そう思ってお礼を言ったのだが、返事がすぐには無かった。
「高坂?」
「……当然のことをしたまでです。それでは失礼致します」
急いでいる様子で、そそくさと出て行ってしまったから、変な態度をとった理由をきく時間がなかった。でも、そこまで重要なことでもないだろう。
許可がもらえるまでは暇だ。俺は部屋を見回して、空いた時間にファイルを読もうかとも考えたけど、結局止めた。
それからそう時間の経たないうちに戻ってきた高坂は、苦虫を噛み潰したような表情で、父から許可が取れたことを伝えた。

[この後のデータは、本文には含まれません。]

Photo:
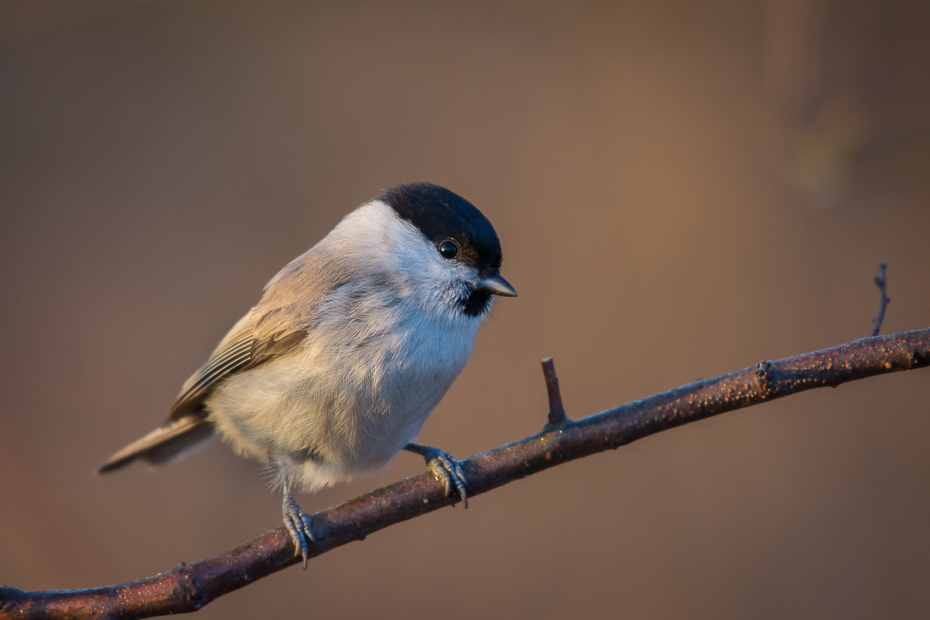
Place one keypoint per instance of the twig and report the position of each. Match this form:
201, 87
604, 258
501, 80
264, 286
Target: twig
881, 282
556, 410
190, 587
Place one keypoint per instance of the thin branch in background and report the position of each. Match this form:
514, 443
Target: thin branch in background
556, 409
881, 282
187, 588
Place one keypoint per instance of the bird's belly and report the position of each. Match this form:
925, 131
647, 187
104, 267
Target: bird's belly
326, 414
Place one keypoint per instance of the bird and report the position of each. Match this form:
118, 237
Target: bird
350, 348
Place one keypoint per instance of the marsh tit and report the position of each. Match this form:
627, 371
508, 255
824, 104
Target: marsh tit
351, 347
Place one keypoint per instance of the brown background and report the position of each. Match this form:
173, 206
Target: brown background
681, 188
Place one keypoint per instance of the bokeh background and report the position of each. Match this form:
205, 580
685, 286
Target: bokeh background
681, 188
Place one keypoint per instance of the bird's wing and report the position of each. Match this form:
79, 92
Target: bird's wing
282, 319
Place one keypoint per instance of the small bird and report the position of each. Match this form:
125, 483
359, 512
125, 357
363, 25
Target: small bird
351, 347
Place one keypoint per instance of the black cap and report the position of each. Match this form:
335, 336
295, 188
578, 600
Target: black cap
442, 215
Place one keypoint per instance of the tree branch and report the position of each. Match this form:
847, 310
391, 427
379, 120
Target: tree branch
882, 283
190, 587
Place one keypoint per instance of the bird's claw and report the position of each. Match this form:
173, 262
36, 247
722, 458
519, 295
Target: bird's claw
297, 524
448, 471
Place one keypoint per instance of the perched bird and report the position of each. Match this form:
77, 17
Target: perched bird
351, 347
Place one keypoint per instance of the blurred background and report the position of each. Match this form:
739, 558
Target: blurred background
681, 189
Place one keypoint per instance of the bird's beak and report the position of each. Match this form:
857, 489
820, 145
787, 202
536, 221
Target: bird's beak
497, 285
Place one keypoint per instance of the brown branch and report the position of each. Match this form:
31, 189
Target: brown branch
881, 282
556, 409
190, 587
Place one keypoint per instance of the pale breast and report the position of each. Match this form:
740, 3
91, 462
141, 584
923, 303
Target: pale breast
352, 394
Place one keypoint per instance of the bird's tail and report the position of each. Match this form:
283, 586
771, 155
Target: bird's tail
164, 443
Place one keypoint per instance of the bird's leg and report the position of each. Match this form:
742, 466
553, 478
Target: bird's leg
297, 524
443, 467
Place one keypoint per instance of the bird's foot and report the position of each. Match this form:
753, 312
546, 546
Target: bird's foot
444, 467
297, 524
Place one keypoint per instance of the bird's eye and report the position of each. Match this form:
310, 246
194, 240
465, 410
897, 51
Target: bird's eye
449, 249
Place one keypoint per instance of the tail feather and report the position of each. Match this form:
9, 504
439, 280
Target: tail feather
162, 444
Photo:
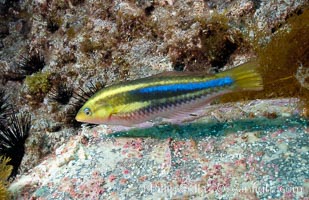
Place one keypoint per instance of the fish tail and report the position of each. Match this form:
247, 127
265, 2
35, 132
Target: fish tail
246, 76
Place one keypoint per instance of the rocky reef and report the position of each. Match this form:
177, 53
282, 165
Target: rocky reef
54, 54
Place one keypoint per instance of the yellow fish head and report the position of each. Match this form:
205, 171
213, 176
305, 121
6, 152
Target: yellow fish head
90, 113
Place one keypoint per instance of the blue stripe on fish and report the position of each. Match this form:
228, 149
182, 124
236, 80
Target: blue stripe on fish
188, 86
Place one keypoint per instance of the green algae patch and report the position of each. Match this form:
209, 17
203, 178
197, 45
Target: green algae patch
284, 63
217, 129
38, 84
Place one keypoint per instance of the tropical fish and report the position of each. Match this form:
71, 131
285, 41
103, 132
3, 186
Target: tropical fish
166, 95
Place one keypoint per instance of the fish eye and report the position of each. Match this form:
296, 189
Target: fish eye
87, 111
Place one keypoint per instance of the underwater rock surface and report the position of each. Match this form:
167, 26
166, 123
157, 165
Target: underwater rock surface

あまりにも嫌そうな顔をしているから、何か言われたのかもしれない。
「お父様に何かされたのか」
「そういうわけではないですが……人生というのは思い通りにいかないと、そう実感しているだけでございます。心配なさらないでください」
「そうか」
本人が平気だと言っているし、怪我をしている様子もないから、何かをされた可能性は消しても良さそうだ。でも言っていることの意味は、よく分からなかった。
「旦那様は今すぐにでも話したいとのことなので、書斎の方に来るようにとおっしゃっておりました」
「それじゃあ行くか」
「相お坊ちゃま、お辛かったら時には逃げることも大事です。どんな判断をなさっても、誰も責める者はいません」
心配する言葉に、俺は今度は上手く笑顔を作ることが出来た。
「いや、遅かれ早かれ話さなきゃいけないから、機会がある時に話しておきたい。……もし辛かったら、その時は頼る」
「はい!」
高坂がいる心強さを感じながら、決別するかもしれない話し合いをするために、父のいる書斎へと向かった。